Members of the Bank of Israel's Monetary Committee agree that Operation Pillar of Defense
did not have any far-reaching effects on the Israeli economy, according to protocols of the discussions held ahead of last month's decision to leave interest rates unchanged at 2%.
The committee members noted unanimously that the Gaza operation would have no effect on the economy's current and future growth rate, which is expected to remain unchanged at 3% per year.
They also agreed that the operation had no effect on the Israeli shekel's exchange rate or on the Stock Exchange, and that although the costs of fighting would require a one-time addition to the security budget, it would have no significant influence on the state budget.

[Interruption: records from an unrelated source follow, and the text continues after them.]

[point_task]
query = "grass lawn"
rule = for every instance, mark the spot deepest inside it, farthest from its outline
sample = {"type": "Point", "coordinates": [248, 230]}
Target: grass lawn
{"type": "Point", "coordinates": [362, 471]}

It was also noted that at this stage, the Israeli government's debt repayments in the beginning of 2013 would likely be relatively low. Therefore, the committee members said, the shift to a temporary budget following the decision to move up the elections to January 2013 was not expected to have a moderating effect on the economy.
The committee members agreed that it was still premature to examine the affects of the Bank of Israel's recent decision in regards to the housing market – limiting mortgages to a certain percentage of the apartment's value.
The bank's Monetary Committee, which sets the monthly interest rate, is comprised of six members: Bank of Israel Governor Stanley Fischer, his deputy, his special monetary advisor, and three external members – Professors Reuven Gronau, Rafi Melnick and Alex Zuckerman.
The committee members vote on their decisions, and in case of a tie – the governor has the right to an additional vote.